I haven’t seen Norma all winter, but now that the weather is better I expect she will resume her place sitting there on the ground at the base of the fountain. Next time I see her, I want to ask where she is from. Has she lived in Washington all her life? I wonder about these things. Her face is covered in Polynesian tattoos and she wears dark sunglasses, which makes her doubly interesting. The first time I saw her, I found her a little frightening because she looked as if she were wearing a mask, like the boy in that old Cher movie from the eighties. But since beginning to talk to her, I have found her very friendly.
Comment by Matthew — Tuesday, 15 March 2005 @ 11:57 am
Sad, and beautiful.
Comment by Mel B. — Tuesday, 15 March 2005 @ 12:40 pm
Back when I was in grad school at MSU, I used to take homeless people out to lunch. That made sure the money went to food and I got to enjoy their conversation/viewpoints on the world. It seemed a pretty fair trade, except its tough forming personal relationships with people in those sorts of situations.
dlw
Comment by dlw — Tuesday, 15 March 2005 @ 12:47 pm
I had a similar experience today in line at the grocery during lunch. A black man with a scraggly and graying beard was talking and talking and talking. He didn’t have a cell phone and he wasn’t looking at anyone in particular when he talked. I kept my eyes poised on the newspaper I was buying and tried to strain my ears to hear the particulars of his conversation. But alas, he mumbled. Now, I’m sitting at work wondering what was so important.
Comment by shel — Tuesday, 15 March 2005 @ 2:12 pm
I hate it when they mumble! Sometimes when they talk plainly, they are still unintelligble, however. If the words don’t connect to form even irrational meaning, then our minds cannot process and remember the words.
It’s a debatable issue whether to give them money or not. I respect someone who would actually take a homeless person out to dinner, because I don’t think I could bring myself to do that. I especially don’t think I would bring Mr. “Shot and killed, Motherfucker!” to dinner.
That said, I do give them money, and I don’t particularly care what they do with it. That’s their choice. My choice is whether to give them money or not. Presuming they might use the money for ill is just an excuse or a rationalization not to give them anything. To draw an analogy, when my son is a teenager, if I give him thirty bucks to take a girl on a date, he might use that money for all sorts of unintended purposes. He might buy condoms with some of the money so that he and the girl can have sex (not necessarily a reprehensible use of the money, by the way). Worse, he might use it to buy alcohol. What’s more, I may not necessarily ever know about any of the uses to which he has put the money I gave him. If I am totally ignorant of any wrongdoing he has planned, was I wrong to give him money in the first place? I don’t think so. There is a place for trust in human relationships. Unless I have seen a particular homeless person drunk with a bottle of Smirnoff in his hand, I don’t think it’s any business of mine to assume the worst of them. I’ll continue giving a dollar to Norma now and then, and to others I meet as well.

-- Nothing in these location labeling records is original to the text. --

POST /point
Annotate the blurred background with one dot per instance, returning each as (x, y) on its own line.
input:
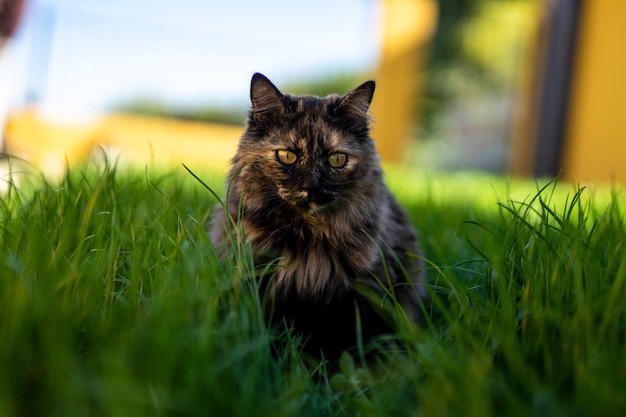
(513, 87)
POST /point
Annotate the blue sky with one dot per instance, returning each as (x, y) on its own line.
(86, 55)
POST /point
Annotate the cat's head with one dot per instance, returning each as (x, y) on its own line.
(307, 152)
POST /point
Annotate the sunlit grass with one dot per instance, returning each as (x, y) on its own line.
(113, 302)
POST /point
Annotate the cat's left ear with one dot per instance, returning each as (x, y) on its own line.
(359, 99)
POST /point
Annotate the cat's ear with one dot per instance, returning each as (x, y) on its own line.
(264, 95)
(358, 100)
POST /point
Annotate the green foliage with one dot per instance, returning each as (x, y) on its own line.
(113, 302)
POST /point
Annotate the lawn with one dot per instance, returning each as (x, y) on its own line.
(113, 303)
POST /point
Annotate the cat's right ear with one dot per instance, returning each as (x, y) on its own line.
(264, 95)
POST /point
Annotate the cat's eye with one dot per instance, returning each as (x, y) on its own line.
(286, 157)
(337, 160)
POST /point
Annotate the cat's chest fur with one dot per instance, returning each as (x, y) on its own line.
(317, 255)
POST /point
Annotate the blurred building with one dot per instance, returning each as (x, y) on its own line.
(571, 118)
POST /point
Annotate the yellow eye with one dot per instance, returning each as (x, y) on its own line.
(286, 157)
(337, 160)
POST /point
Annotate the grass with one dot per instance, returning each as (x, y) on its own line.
(112, 302)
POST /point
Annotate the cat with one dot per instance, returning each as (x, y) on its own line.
(307, 188)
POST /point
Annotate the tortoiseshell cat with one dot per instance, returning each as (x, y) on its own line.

Comment by Matthew — Tuesday, 15 March 2005 @ 3:43 pm
When you’re in an ongoing social relationship with someone you can trust each other and communicate about what the purpose of transfers are for.
I’m guessing the homeless at MSU were quite tame relative to the ones in WashDC. Perhaps you could buy them something from a vendor…
dlw
Comment by dlw — Tuesday, 15 March 2005 @ 5:42 pm
I know this is really off of the subject, but on Sunday you had a Chaucer motif for your blog. I just wanted to let you know that it was really neat! How did you do that?
Now, the ballpoint pen motif reminds me too much of working at the office!